NIK sprawdzała też jak reagowano na wykryte nieprawidłowości i czy poważnie podchodzono do naprawiania błędów. Z tym było już lepiej, bo w raporcie z kontroli w dziale „ważniejsze wyniki kontroli” napisano, że urzędnicy wzięli sobie do serca krytykę.
- W Urzędzie Miasta Nowy Sącz w okresie objętym niniejszą kontrolą NIK przedmiotowy jej zakres byłl zbieżny wyłącznie z jednym badaniem audytowym – przeprowadzonym w III kwartale 2010 r. – w zakresie przestrzegania przepisów prawa ustawowego oraz przyjętych procedur wewnętrznych w zakresie wydawania decyzji budowlanych przez Wydział Architektury i Budownictwa. W wyniku tego audytu wydane zostało 5 zaleceń zmierzających do: usprawnienia funkcjonowania Wydziału m.in. poprzez opracowanie i wdrożenie procedur wewnętrznych związanych z wydawaniem decyzji lokalizacyjnych, o warunkach zabudowy i o pozwoleniach na budowę, których realizacja została potwierdzona w wyniku przeprowadzenia w listopadzie 2011 r. audytu sprawdzającego” - czytamy dalej.

Zaniedbania po stronie gmin częściowo miały związek z brakiem precyzyjnych przepisów, które nie zobowiązywały gmin do ograniczania lub odmowy realizacji inwestycji na obszarach zagrożonych powodzią. Problemem była też opieszałość Regionalnych Zarządów Gospodarki Wodnej. Dyrektorzy RZGW byli ustawowo zobowiązani do opracowywania studiów ochrony przeciwpowodziowej, które miały pomóc gminom w zarządzaniu takimi terenami. Według danych RZGW tylko dwóch Dyrektorów wywiązało się z określonego prawem obowiązku.
NIK podkreśla jednak, że ani niedoskonałości prawa, ani zaniedbania organów administracji rządowej (Dyrektorów RZGW) nie zwalniają gmin z odpowiedzialności za racjonalne kształtowanie polityki przestrzennej, w tym planowanie zabudowy z uwzględnieniem zagrożenia powodziowego.

Zdaniem radnego Tadeusza Gajdosza (PO) Urząd Miasta nie dba jak należy o mieszkańców, którym może zagrozić woda. W jednej ze swoich interpelacji domagał się odwodnienia terenu osiedla Zawada- Brzeziny, gdzie na zboczu planuje się budowę aż 16 domów. Jego zdaniem pozwolenia na ich budowę wydano nie uwzględniając poważnych zagrożeń i protestu okolicznych mieszkańców.

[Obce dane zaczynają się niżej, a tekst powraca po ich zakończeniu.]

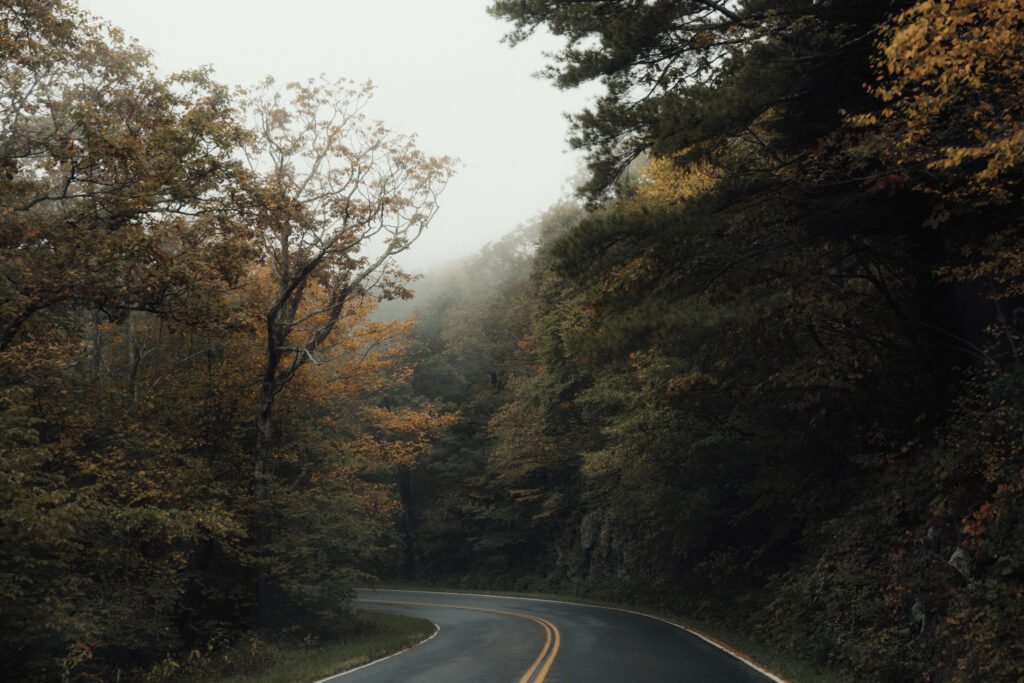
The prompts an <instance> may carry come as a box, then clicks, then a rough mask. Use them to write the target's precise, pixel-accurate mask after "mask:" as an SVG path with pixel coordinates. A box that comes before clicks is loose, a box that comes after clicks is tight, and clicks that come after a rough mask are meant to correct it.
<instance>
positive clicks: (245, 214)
mask: <svg viewBox="0 0 1024 683" xmlns="http://www.w3.org/2000/svg"><path fill="white" fill-rule="evenodd" d="M0 46H2V48H0V102H2V114H0V120H2V122H3V128H2V132H0V221H2V222H0V250H2V258H0V275H2V276H0V614H2V618H0V639H2V641H3V643H4V647H5V648H6V651H7V654H5V655H4V656H3V657H2V658H0V659H2V664H0V678H3V679H4V680H54V681H55V680H82V681H85V680H95V681H99V680H129V679H130V680H154V679H159V678H164V677H168V676H172V675H174V673H175V672H176V671H179V670H180V669H181V668H182V667H188V666H190V667H196V666H200V665H201V664H202V663H203V660H204V659H207V658H209V657H211V656H214V654H213V653H216V652H219V651H220V650H221V648H222V646H225V645H230V644H232V643H234V642H236V641H238V640H239V639H240V638H242V636H243V634H255V633H257V632H256V631H254V629H256V628H257V627H258V628H259V629H260V631H259V633H260V634H261V635H262V636H263V637H269V636H270V635H273V634H275V637H285V638H294V639H296V640H301V639H302V638H310V637H321V636H331V635H332V634H335V633H339V632H342V631H344V629H345V623H346V621H347V620H349V618H350V615H351V610H350V602H349V601H350V591H351V587H352V586H353V584H354V583H355V582H358V581H368V580H370V579H371V578H372V575H373V574H375V573H377V572H379V571H381V570H383V569H386V568H387V567H389V566H391V565H393V564H394V563H395V562H396V561H397V560H396V558H398V557H400V551H396V543H397V541H396V537H395V535H394V531H393V530H392V522H393V520H394V519H395V517H396V515H397V507H396V498H395V494H394V492H393V485H392V482H393V480H394V476H393V472H394V471H395V470H396V469H397V468H399V467H408V466H409V465H410V464H411V463H414V462H416V460H417V459H418V458H419V457H420V456H421V455H422V453H423V452H424V451H425V449H427V446H428V444H429V442H430V441H431V439H432V438H433V437H434V436H435V434H436V433H437V431H438V430H439V429H440V428H441V427H442V426H443V425H444V424H446V422H447V421H450V418H449V417H445V416H443V415H440V414H437V413H436V412H434V411H433V410H432V409H431V408H430V407H429V405H421V407H419V408H418V409H416V410H414V409H401V410H394V411H392V410H389V409H388V408H387V407H386V404H384V403H383V402H382V401H383V396H385V394H386V392H387V390H389V389H390V388H391V387H393V386H397V385H400V384H401V383H402V382H403V381H406V379H407V378H408V377H409V374H410V369H409V367H408V360H407V358H406V355H404V352H403V348H404V344H406V339H407V337H408V332H409V324H403V323H394V324H382V323H375V322H372V321H371V317H370V316H371V314H372V312H373V310H374V307H375V305H376V302H377V301H379V300H380V299H384V298H388V297H393V296H398V295H402V294H404V293H406V291H404V290H403V289H401V288H400V286H399V285H400V283H402V282H404V280H403V276H402V274H401V273H400V272H398V271H397V270H396V269H395V268H394V266H393V263H392V262H391V259H390V257H391V256H392V255H393V254H395V253H397V252H399V251H401V250H403V249H406V248H408V247H409V245H410V244H412V242H413V241H414V240H415V234H407V233H404V232H402V231H400V230H399V228H398V227H396V225H398V224H399V222H400V221H398V222H396V221H395V220H394V217H395V215H398V214H401V216H402V218H404V219H408V220H409V221H411V222H412V224H414V225H415V230H414V231H415V232H416V233H418V232H419V231H422V230H423V229H424V228H425V227H426V226H427V224H428V223H429V220H430V217H431V216H432V208H426V207H425V206H424V205H425V202H420V203H419V204H417V201H416V200H418V199H419V196H417V197H412V190H410V191H411V194H410V196H409V197H404V196H400V193H398V194H390V193H391V190H393V189H394V188H395V185H394V184H393V183H392V182H390V180H394V181H396V182H399V181H401V178H400V177H399V175H400V173H406V174H407V176H408V175H416V176H417V182H419V183H420V184H419V185H418V188H419V190H420V193H421V195H422V196H423V197H424V198H426V199H428V200H429V201H430V202H433V201H434V200H435V199H436V196H437V193H438V191H439V189H440V186H441V185H442V184H443V183H442V182H438V183H435V182H434V180H437V179H441V180H442V178H443V177H446V175H445V174H446V173H447V170H446V169H447V162H446V160H442V161H437V160H431V159H427V158H426V157H424V156H422V155H419V153H417V152H416V151H415V148H414V147H413V146H412V145H411V142H410V140H409V139H408V138H397V137H395V136H392V137H393V138H394V139H393V140H392V142H391V143H390V144H391V147H389V151H388V152H389V154H390V153H393V155H392V156H391V158H390V159H388V160H387V161H388V162H389V164H390V166H389V168H390V171H391V173H392V175H391V176H389V179H388V178H384V177H383V175H382V174H381V173H378V170H379V169H374V168H373V164H374V163H376V162H378V161H381V160H382V159H383V156H381V155H384V152H385V151H384V146H386V144H387V142H386V140H384V139H383V137H382V138H381V139H376V140H362V138H361V137H360V135H361V132H360V130H357V129H354V128H352V127H353V126H354V125H355V122H354V121H341V120H336V121H335V124H336V125H335V128H334V129H332V130H331V131H328V132H329V134H330V135H334V136H335V137H336V138H337V139H338V140H339V142H338V145H336V150H337V147H339V146H340V145H342V141H341V140H343V141H344V143H345V145H346V146H345V150H346V152H348V153H350V154H357V153H358V143H359V142H360V140H362V141H365V142H367V144H370V145H372V146H374V148H375V150H376V151H377V153H378V157H376V158H374V159H373V160H371V159H370V157H369V155H370V154H371V153H370V152H368V151H367V150H364V151H362V153H361V154H362V155H364V156H362V157H360V158H358V159H354V160H350V161H351V164H350V165H349V166H348V167H347V168H348V174H349V176H350V177H355V178H356V182H354V183H349V185H348V187H347V189H349V190H350V191H349V193H348V198H349V199H350V200H351V202H350V204H349V205H348V206H347V207H346V205H345V202H344V201H343V200H342V199H339V198H335V199H333V200H332V201H331V205H332V208H331V209H330V211H333V212H336V213H337V215H338V216H340V215H342V214H343V215H344V220H338V221H335V223H334V224H331V218H332V215H334V214H331V215H328V216H327V217H325V216H324V214H321V215H319V216H317V214H316V208H315V206H314V204H315V203H314V201H313V200H311V199H310V198H308V197H305V196H303V195H301V194H300V193H294V191H290V190H291V189H292V188H293V187H292V186H290V185H289V181H288V180H287V179H286V177H285V175H286V174H287V173H289V172H292V171H294V168H295V167H294V166H289V168H288V169H284V167H281V166H279V167H278V168H276V173H274V169H273V168H272V167H271V168H270V171H269V172H267V167H266V165H265V164H262V163H260V162H259V160H258V159H254V158H253V157H252V156H250V157H249V158H248V162H249V163H246V161H247V160H246V159H245V156H244V155H243V154H242V152H241V151H242V150H253V148H254V147H257V146H258V145H259V140H260V139H261V138H260V135H261V134H266V133H267V131H266V130H255V131H254V130H251V129H250V127H249V126H250V124H251V120H247V119H246V115H245V113H244V105H243V102H242V101H240V99H239V96H238V95H237V94H232V93H231V92H230V91H229V90H228V89H227V88H225V87H223V86H221V85H219V84H217V83H215V82H214V81H213V80H212V79H211V77H210V74H209V73H207V72H205V71H200V72H195V73H187V74H182V75H178V76H173V77H169V78H165V77H162V76H160V75H158V74H157V72H156V70H155V68H154V67H153V65H152V63H151V61H150V55H148V53H147V52H146V51H145V50H143V49H142V48H140V47H138V46H136V45H134V44H132V43H130V42H127V41H126V40H125V39H124V38H123V37H122V35H121V34H120V32H118V31H117V30H115V29H113V28H110V27H108V26H105V25H103V24H100V23H97V22H96V20H93V19H90V18H88V17H87V16H86V15H84V14H83V13H81V12H80V11H79V10H78V9H77V8H76V7H75V5H74V4H72V3H63V2H57V3H53V2H32V1H29V2H14V3H4V4H3V5H2V7H0ZM295 87H300V86H295ZM331 87H332V86H330V85H329V84H324V85H322V86H318V87H315V88H311V89H310V88H306V89H305V90H303V92H304V94H305V97H306V99H305V100H303V101H305V102H306V103H307V104H308V103H309V102H310V98H311V99H314V100H315V102H314V104H319V103H323V101H324V98H325V97H328V96H335V95H336V96H337V97H342V98H343V97H344V96H346V93H345V92H344V91H342V90H338V91H337V92H334V91H331V89H330V88H331ZM367 95H369V93H368V92H364V93H362V95H360V96H361V97H362V98H361V99H359V100H358V102H353V105H355V104H357V106H358V108H359V109H361V106H362V105H364V104H365V99H366V96H367ZM293 103H294V104H295V106H296V108H297V109H296V110H294V111H289V110H287V109H286V105H285V104H280V105H278V106H276V109H274V110H273V111H272V112H271V116H272V117H276V119H275V120H278V121H283V120H284V119H285V118H287V117H289V116H295V117H301V116H303V115H304V114H308V113H309V112H310V111H311V110H310V109H309V108H308V106H307V108H306V109H302V102H297V103H296V102H293ZM313 109H315V106H314V108H313ZM360 116H361V115H360ZM366 125H367V130H379V131H384V128H383V126H381V125H380V124H376V123H373V122H368V123H367V124H366ZM382 135H383V133H382ZM278 141H279V142H280V139H279V140H278ZM299 146H301V144H299V145H298V146H297V147H296V150H298V147H299ZM312 146H316V145H315V144H313V145H312ZM385 156H386V155H385ZM431 164H435V167H431V166H430V165H431ZM323 168H326V167H324V166H321V165H318V164H313V165H312V166H311V167H306V169H305V170H306V172H307V173H308V174H309V175H310V177H309V178H307V179H306V182H305V185H304V186H307V187H316V189H317V191H318V195H317V197H319V198H321V199H323V198H324V197H325V196H326V193H327V191H328V190H330V189H331V183H333V182H338V179H339V177H340V176H339V175H338V174H341V173H343V172H344V171H343V169H344V168H346V167H345V166H344V164H343V163H342V161H340V160H338V159H333V160H332V161H331V175H323V176H322V175H317V173H318V169H323ZM396 168H400V169H401V171H397V170H396ZM431 168H435V169H436V172H434V171H432V170H431ZM325 173H326V172H325ZM421 173H422V175H421ZM375 174H376V175H375ZM406 179H407V180H408V179H409V178H408V177H407V178H406ZM359 180H365V181H366V182H367V183H369V185H372V186H373V191H375V193H377V195H376V197H375V199H373V200H370V198H369V196H368V195H367V193H366V191H362V190H364V187H362V186H361V185H360V183H359V182H358V181H359ZM369 185H368V186H369ZM353 186H354V187H355V189H352V187H353ZM342 189H346V187H342ZM340 191H341V190H339V193H340ZM342 195H343V193H342ZM339 197H341V195H340V196H339ZM364 201H373V202H376V203H377V204H376V205H373V206H371V205H368V204H360V202H364ZM382 206H386V208H385V209H384V210H383V211H382V210H381V207H382ZM431 206H432V205H431ZM391 212H394V213H393V214H392V213H391ZM380 219H383V220H384V221H385V222H386V225H385V226H384V228H383V229H384V230H385V231H388V230H390V232H389V233H388V236H387V237H388V239H389V240H388V241H387V242H386V247H385V249H384V252H383V254H378V255H377V256H375V257H373V258H370V257H369V256H368V254H367V250H366V249H365V247H366V245H365V244H364V242H365V241H367V240H369V239H372V238H373V234H374V233H369V232H367V229H366V227H365V226H366V224H367V222H368V221H370V222H372V221H375V220H380ZM317 221H321V222H317ZM360 221H361V222H360ZM377 227H378V229H380V226H377ZM325 229H334V230H335V234H334V237H333V238H331V239H326V238H325V233H324V232H323V230H325ZM317 230H321V231H319V232H317ZM287 234H291V236H295V237H294V240H292V241H291V242H289V238H288V237H283V236H287ZM274 244H276V245H284V247H283V248H284V249H285V251H286V252H287V253H288V254H289V255H290V258H291V259H292V260H290V261H286V258H284V257H283V256H282V254H281V253H280V252H276V253H274V252H273V251H272V247H268V245H274ZM318 248H319V249H323V250H325V251H324V253H321V254H319V255H318V256H317V254H316V252H315V250H316V249H318ZM311 259H315V262H313V261H312V260H311ZM297 273H298V274H297ZM275 302H283V303H282V304H281V305H280V306H279V307H282V306H283V307H284V308H285V309H287V310H288V311H289V312H290V313H291V317H290V318H287V319H284V322H283V324H284V325H286V326H288V329H287V330H286V333H287V334H283V335H281V336H280V338H278V337H273V336H271V337H270V338H269V341H268V336H267V335H268V329H267V327H266V325H265V322H266V315H267V313H266V311H267V310H268V309H270V310H273V309H274V305H275ZM271 332H272V330H271ZM295 339H299V340H300V341H292V340H295ZM310 340H315V343H311V342H310ZM275 342H276V343H275ZM279 345H281V346H284V345H294V347H295V348H293V349H292V350H282V349H280V348H279V347H278V346H279ZM299 345H301V347H302V348H301V350H299ZM268 349H269V351H270V352H273V353H276V354H278V356H276V358H278V359H279V360H280V357H281V356H282V355H285V356H287V360H288V364H289V370H288V372H287V373H285V372H278V371H280V369H279V368H273V369H272V370H273V371H274V372H278V374H275V375H274V374H273V373H271V381H272V382H273V383H274V384H273V387H272V389H273V391H272V396H271V398H273V399H275V405H274V413H273V420H272V421H270V420H264V421H263V422H260V421H259V420H257V417H258V416H260V415H262V410H263V408H265V407H264V405H262V404H261V403H260V400H261V387H263V386H264V385H265V384H266V380H264V379H263V378H264V377H265V376H266V375H267V364H268V359H267V353H268ZM307 360H308V361H309V362H306V361H307ZM280 365H282V366H284V365H285V361H284V360H281V361H280ZM257 427H259V429H257ZM257 463H258V465H259V469H260V476H259V477H258V479H256V478H254V470H255V469H256V464H257ZM216 656H219V654H216Z"/></svg>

 - Ewidentnie widać że urzędnicy nie przejawiają zainteresowania o dbałość o interesy mieszkańców naszego miasta - komentuje Gajdosz. - W odpowiedzi na moją interpelację dowiedziałem się, że wybudowanie tych budynków nie zwiększy zagrożenia zalewania wodami opadowymi, jest to totalna bzdura! Pewne jest to, że zbiorniki szczelne przyjmą wodę, ale przy dużych i długotrwałych opadach woda znajdzie się na posesjach i w domach u podnóża tej góry na której przewidziana jest inwestycja. Jeżeli pozwolimy na wybudowania tych 16 domów bez spełnienia warunków (odwodnienie terenu)problem powróci, będą sprawy sadowe,będą konsekwencje braku profesjonalizmu wydziału infrastruktury – ostrzega radny.

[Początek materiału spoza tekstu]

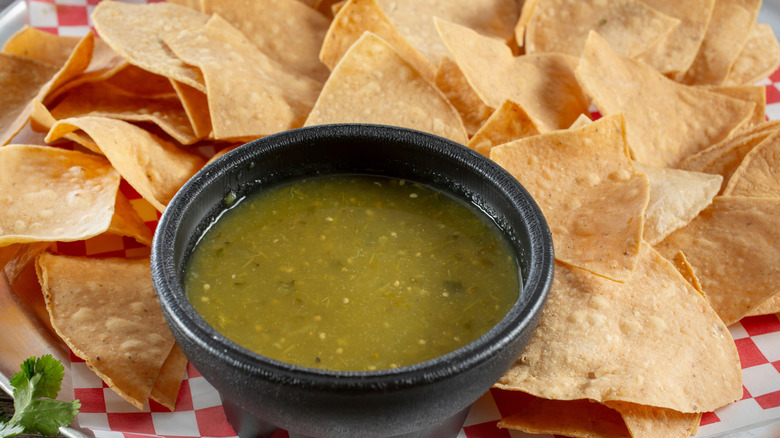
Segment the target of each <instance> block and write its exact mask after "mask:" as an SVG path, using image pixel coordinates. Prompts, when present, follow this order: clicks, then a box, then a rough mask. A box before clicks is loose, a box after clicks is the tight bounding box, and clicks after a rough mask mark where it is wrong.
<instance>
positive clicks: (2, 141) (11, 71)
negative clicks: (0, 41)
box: [0, 53, 58, 146]
mask: <svg viewBox="0 0 780 438" xmlns="http://www.w3.org/2000/svg"><path fill="white" fill-rule="evenodd" d="M57 70H58V69H57V67H56V66H54V65H52V64H49V63H46V62H41V61H36V60H34V59H28V58H24V57H21V56H17V55H9V54H6V53H0V89H2V90H3V92H2V93H0V107H2V108H3V111H2V113H0V146H3V145H5V144H8V142H10V141H11V139H12V138H13V137H14V136H15V135H16V134H17V133H18V132H19V131H20V130H21V129H22V127H23V126H24V124H25V123H27V120H28V119H29V117H30V114H31V113H32V106H31V102H32V101H33V100H34V99H35V98H36V97H37V96H39V94H40V93H39V91H40V90H41V87H43V86H44V85H45V84H46V83H47V82H48V81H49V80H50V79H51V78H52V77H53V76H54V75H55V74H56V73H57Z"/></svg>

Jego zdaniem problem można rozwiązać już na etapie wydania warunków zabudowy: - Ale jest potrzebna dobra wola. Tutaj tego zabrakło, nie może być tak, że powstaje inwestycja w naszym mieście kosztem pogorszenia się warunków mieszkaniowych mieszkańców. Apeluje do pana dyrektora tego wydziału, pana Trzupka, aby zadbał o interesy wszystkich stron,a nie sprzyjanie tylko inwestorowi. Oprotestowanie warunków zabudowy przez mieszkańców dzielnicy to wołanie o pomoc. Jak można być głuchym, gdy dzieje się krzywda człowiekowi, obywatelowi, mieszkańcowi Nowego Sącza? – dziwi się radny Gajdosz.

Co jeszcze znajduje się w raporcie NIK? Otóż informacji dla inwestorów o zagrożeniu powodziowym na terenie planowanej inwestycji w zdecydowanej większości brakowało także w miejscowych planach zagospodarowania przestrzennego - ujęto i opisano w nich jedynie dziesiątą część obszarów zagrożonych powodzią.

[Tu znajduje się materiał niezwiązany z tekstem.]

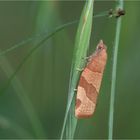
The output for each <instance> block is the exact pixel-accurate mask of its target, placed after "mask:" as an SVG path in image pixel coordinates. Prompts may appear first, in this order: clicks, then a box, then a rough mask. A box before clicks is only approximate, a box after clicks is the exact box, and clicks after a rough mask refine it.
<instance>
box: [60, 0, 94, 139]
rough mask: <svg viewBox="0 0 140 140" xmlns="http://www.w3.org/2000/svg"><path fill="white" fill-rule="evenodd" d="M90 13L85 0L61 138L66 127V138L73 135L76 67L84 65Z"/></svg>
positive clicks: (75, 48)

W trakcie kontroli NIK stwierdziła wiele innych nieprawidłowości w kontrolowanych gminach. W niewystarczającym stopniu wykorzystywały miejscowe plany zagospodarowania przestrzennego do ograniczania zabudowy na terenach zagrożonych powodzią. Plany te obejmowały zaledwie 12 proc. takich obszarów, z czego tylko w 1/3 przypadków wprowadzono zakazy, ograniczenia i warunki, po spełnieniu których zabudowa w tych miejscach będzie możliwa. Miejscowe plany w 21 proc. zbadanych urzędów miast i gmin nie określały granic i sposobów zagospodarowania terenów szczególnie zagrożonych powodzią oraz obszarów osuwania się mas ziemnych.
W przypadku 30 proc. skontrolowanych urzędów miast i gmin studia uwarunkowań i kierunków zagospodarowania przestrzennego nie zawierały żadnych zapisów zakazujących lub ograniczających lokalizację inwestycji i nie określały warunków, których spełnienie umożliwiłoby bezpieczną zabudowę na terenach zagrożonych powodzią.

W kontrolowanych organach inspektorzy NIK stwierdzili znaczne braki w magazynach przeciwpowodziowych, brakowało ważnych informacji (jak np. liczba osób i budynków zagrożonych powodzią, wielkość obszarów obarczonych ryzykiem wystąpienia powodzi czy przyczyny zagrożenia poszczególnych terenów. Plany nie wskazywały działań prewencyjnych, nie przewidywały systemu ostrzegania mieszkańców i reagowania na zagrożenia powodziowe ani nie określały sposobu monitorowania zagrożeń, zapewnienia sił ratowniczych i środków technicznych niezbędnych do usuwania skutków zagrożeń.

Tylko 29 proc. sprawdzonych gmin z własnej inicjatywy podejmowało działania w celu zabezpieczenia mieszkańców przed skutkami powodzi. Zdaniem Izby były to jednak pojedyncze działania, nie tworzące kompleksowego systemu, który w znaczący sposób przyczyniłby się do poprawy bezpieczeństwa ludzi i mienia przed powodzią czy ograniczył straty materialne.

Wysłaliśmy wczoraj mejla do biura prasowego Urzędu Miasta Nowego Sącza z prośbą o wyjaśnienia. Czekamy na odpowiedź.